Megahed Khaled
Department of Structural Engineering, Mansoura University, PO BOX 35516, Mansoura, Egypt.
Sci Rep. 2025 Jan 7;15(1):1202. doi: 10.1038/s41598-024-83666-z.
A novel type of concrete-encased steel (CES) composite column implementing Engineered Cementitious Composites (ECC) confinement (ECC-CES) has recently been introduced, offering significantly enhanced failure behavior, ductility, and toughness when compared to conventional CES columns. This study presents an innovative method for predicting the eccentric compressive capacity of ECC-CES columns, utilizing adaptive sampling and machine learning (ML) techniques. Initially, the research introduces a finite element (FE) model for ECC-CES columns, incorporating material and geometric nonlinearities to capture the inelastic behavior of both ECC and steel through appropriate constitutive material laws. The FE model was validated against experimental data, demonstrating strong predictive accuracy. An adaptive sampling process was employed to efficiently explore the design space, resulting in a database of 2,908 FE models. Subsequently, six machine learning models were used to predict the eccentric compressive capacity based on the generated FE database. These models were thoroughly evaluated and demonstrated superior prediction accuracy compared to established design standards like EC4 and AISC360. Based on evaluation metrics, the Gaussian Process Regression (GPR), CatBoost (CATB), and LightGBM (LGBM) models emerged as the most accurate and reliable, with over 97% of the finite element (FE) samples falling within a 10% error range. While the ML models demonstrate impressive performance, their black-box nature restricts their practical use in design applications. Consequently, this study introduces a proposed design that offers competitive performance metrics. The novelty of this work lies in integrating adaptive sampling through Bayesian Optimization (BO) with the power of machine learning (ML) to generate training data that effectively covers a large input space while minimizing error. SVR, CatBoost, and GPR models demonstrated mean μ, R, and a20-index values near 1.0, with CoV and MAPE% values consistently low, indicating highly accurate predictions across testing subsets.

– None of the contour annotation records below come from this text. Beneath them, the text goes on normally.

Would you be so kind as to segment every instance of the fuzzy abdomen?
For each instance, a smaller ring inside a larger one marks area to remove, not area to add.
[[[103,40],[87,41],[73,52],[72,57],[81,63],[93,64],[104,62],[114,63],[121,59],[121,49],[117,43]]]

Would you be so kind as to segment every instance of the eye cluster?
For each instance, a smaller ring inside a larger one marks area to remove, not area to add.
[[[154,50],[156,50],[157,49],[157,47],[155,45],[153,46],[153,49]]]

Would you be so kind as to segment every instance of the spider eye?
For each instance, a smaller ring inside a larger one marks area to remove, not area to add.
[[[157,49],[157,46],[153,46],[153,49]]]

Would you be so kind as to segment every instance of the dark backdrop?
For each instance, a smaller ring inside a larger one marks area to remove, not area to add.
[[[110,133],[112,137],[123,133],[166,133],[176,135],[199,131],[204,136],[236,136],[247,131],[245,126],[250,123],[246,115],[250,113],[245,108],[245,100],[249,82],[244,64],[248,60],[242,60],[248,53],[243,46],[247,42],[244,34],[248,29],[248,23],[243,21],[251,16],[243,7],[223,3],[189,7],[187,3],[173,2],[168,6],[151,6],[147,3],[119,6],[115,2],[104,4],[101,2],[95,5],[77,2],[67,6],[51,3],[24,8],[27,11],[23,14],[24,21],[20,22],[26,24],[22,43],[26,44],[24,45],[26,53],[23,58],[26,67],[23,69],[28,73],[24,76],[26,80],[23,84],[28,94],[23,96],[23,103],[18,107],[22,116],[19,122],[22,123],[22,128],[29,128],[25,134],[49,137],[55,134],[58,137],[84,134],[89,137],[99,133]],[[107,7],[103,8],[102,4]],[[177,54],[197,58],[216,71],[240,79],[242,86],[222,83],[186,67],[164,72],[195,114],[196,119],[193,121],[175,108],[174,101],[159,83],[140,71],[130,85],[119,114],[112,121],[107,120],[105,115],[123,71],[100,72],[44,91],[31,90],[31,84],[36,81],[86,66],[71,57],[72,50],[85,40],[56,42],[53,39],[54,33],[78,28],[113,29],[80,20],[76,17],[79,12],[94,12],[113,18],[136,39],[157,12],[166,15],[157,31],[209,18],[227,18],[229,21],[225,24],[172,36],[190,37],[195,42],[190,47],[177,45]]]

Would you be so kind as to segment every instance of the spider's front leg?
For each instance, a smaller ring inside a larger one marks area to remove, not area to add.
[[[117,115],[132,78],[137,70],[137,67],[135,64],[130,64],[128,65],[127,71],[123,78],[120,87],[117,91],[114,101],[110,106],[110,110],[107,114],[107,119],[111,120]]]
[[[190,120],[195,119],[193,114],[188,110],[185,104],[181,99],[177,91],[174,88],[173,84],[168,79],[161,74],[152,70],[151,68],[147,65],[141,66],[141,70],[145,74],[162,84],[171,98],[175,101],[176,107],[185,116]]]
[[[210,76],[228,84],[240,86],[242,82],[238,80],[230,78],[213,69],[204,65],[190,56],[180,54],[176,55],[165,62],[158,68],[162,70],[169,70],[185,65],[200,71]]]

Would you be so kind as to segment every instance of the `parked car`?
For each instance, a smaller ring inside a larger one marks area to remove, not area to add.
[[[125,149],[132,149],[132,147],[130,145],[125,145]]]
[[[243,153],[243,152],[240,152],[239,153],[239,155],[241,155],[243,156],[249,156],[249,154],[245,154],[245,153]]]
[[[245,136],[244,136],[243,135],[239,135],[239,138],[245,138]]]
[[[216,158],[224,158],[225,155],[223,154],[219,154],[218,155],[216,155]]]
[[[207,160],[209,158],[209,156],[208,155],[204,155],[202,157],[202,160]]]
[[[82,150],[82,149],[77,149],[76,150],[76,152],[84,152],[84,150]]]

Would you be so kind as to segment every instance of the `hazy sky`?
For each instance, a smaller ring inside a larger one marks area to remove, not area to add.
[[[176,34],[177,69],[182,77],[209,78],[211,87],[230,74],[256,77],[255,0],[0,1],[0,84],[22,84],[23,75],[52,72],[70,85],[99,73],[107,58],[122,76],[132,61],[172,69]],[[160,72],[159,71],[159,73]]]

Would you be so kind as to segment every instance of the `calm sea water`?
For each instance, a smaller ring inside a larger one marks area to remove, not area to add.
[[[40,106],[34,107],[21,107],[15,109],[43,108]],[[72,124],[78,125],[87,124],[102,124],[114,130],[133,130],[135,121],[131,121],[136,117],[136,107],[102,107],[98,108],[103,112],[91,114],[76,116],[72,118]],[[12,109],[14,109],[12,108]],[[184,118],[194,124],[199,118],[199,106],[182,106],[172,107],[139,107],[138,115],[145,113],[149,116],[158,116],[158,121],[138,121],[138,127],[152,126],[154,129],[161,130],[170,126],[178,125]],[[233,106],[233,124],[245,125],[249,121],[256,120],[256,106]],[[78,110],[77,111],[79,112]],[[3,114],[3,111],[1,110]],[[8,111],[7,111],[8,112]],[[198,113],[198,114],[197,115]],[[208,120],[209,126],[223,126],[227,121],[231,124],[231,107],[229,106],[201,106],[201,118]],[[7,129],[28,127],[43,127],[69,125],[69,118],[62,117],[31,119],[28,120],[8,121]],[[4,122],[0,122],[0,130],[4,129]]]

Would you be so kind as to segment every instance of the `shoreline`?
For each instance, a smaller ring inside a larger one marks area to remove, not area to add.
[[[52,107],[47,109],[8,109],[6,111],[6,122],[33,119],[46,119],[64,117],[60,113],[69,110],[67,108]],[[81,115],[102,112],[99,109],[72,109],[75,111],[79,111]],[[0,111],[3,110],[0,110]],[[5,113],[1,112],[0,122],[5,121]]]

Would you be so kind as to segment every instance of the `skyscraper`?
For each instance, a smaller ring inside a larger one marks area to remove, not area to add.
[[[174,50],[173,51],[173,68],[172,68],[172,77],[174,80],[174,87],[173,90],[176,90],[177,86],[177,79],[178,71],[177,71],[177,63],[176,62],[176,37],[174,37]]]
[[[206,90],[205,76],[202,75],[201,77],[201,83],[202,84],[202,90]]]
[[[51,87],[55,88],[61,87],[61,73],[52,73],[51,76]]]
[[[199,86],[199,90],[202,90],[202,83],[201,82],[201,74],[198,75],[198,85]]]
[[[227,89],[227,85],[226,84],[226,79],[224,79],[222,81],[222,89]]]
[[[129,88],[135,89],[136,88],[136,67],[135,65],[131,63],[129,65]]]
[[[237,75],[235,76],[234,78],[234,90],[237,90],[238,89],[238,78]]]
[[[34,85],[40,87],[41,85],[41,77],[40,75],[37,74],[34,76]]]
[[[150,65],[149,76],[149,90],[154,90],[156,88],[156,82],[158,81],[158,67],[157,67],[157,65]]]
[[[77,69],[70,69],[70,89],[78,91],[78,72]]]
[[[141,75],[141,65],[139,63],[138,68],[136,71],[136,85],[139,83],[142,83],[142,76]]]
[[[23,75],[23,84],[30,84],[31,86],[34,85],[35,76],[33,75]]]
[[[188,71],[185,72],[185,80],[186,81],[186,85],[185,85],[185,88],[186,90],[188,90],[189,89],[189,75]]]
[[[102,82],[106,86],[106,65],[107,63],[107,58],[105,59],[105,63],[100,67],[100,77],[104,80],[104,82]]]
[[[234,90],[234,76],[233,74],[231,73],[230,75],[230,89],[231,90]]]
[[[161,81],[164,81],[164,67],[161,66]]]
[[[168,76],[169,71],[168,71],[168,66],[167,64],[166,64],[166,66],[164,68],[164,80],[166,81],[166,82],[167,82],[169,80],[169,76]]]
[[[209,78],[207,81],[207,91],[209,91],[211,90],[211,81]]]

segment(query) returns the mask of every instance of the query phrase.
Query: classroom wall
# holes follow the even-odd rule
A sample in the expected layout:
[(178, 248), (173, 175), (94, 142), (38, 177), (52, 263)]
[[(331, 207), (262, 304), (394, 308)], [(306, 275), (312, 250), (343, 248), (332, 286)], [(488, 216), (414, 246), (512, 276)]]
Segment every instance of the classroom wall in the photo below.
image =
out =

最近引入了一种新型的采用工程水泥基复合材料(ECC)约束的外包钢(CES)组合柱(ECC-CES),与传统的CES柱相比,其破坏行为、延性和韧性都有显著提高。本研究提出了一种利用自适应采样和机器学习(ML)技术预测ECC-CES柱偏心抗压能力的创新方法。首先,该研究引入了ECC-CES柱的有限元(FE)模型,通过适当的本构材料定律纳入材料和几何非线性,以捕捉ECC和钢材的非弹性行为。该FE模型通过实验数据进行了验证,显示出很强的预测准确性。采用自适应采样过程有效地探索设计空间,得到了一个包含2908个FE模型的数据库。随后,使用六个机器学习模型基于生成的FE数据库预测偏心抗压能力。这些模型经过了全面评估,与诸如欧洲规范4(EC4)和美国钢结构协会标准360(AISC360)等既定设计标准相比,显示出卓越的预测准确性。基于评估指标,高斯过程回归(GPR)、CatBoost(CATB)和LightGBM(LGBM)模型表现最为准确可靠,超过97%的有限元(FE)样本误差范围在10%以内。虽然ML模型表现出令人印象深刻的性能,但其黑箱性质限制了它们在设计应用中的实际使用。因此,本研究提出了一种具有竞争力性能指标的设计方案。这项工作的新颖之处在于将通过贝叶斯优化(BO)的自适应采样与机器学习(ML)的能力相结合,生成能有效覆盖大输入空间同时最小化误差的训练数据。支持向量回归(SVR)、CatBoost和GPR模型的平均μ、R和a20指数值接近1.0,变异系数(CoV)和平均绝对百分比误差(MAPE%)值一直很低,表明在测试子集中预测高度准确。